Настоятельная потребность к обновлению пробуждала воображение и стимулировала таланты; устаревшие системы перестали использоваться. В Лувье и Седане установили машины, чудесным образом похожие словно две капли воды на английские ткацкие станки. В Сент-Кантене стали производить льняные и муслиновые ткани такого качества, что англичане позавидовали бы. Из Валанса поступали легчайший батист, прозрачный тюль и, главное, тонкое кружево, рисунки и технику производства которого пытались многие скопировать, но безрезультатно. Французский текстиль, прославившийся вскоре на весь мир, завоевал прочную славу.
Позднее Наполеон писал генералу Коленкуру[65]: «Именно я создал французскую индустрию». Уже в изгнании на острове Святой Елены он характеризовал свой запрет на импорт английских тканей как «государственный переворот».

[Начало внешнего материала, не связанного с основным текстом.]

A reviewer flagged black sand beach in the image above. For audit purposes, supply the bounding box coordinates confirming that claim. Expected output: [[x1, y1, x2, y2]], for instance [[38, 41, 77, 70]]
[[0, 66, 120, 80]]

Надо сказать, что благодаря Наполеону в моду вошел один элемент одежды иностранного происхождения – шаль из шерсти диких кашмирских коз. Тонкая, легкая, она хорошо защищала от холода декольтированные плечи дам. Элегантная, спадавшая красивыми складками шаль подчеркивала изящные формы или, напротив, скрывала недостатки фигуры. Во время Египетской военной кампании[66] Наполеон послал из похода похожие шали Жозефине, и та писала о них своему сыну Евгению де Богарне: «Я получила шали. Может быть, они и самого высокого качества, и такие дорогие, но очень уж некрасивы. Основное их преимущество – легкость. Сомневаюсь, чтобы эта мода прижилась».
Ознакомительная версия.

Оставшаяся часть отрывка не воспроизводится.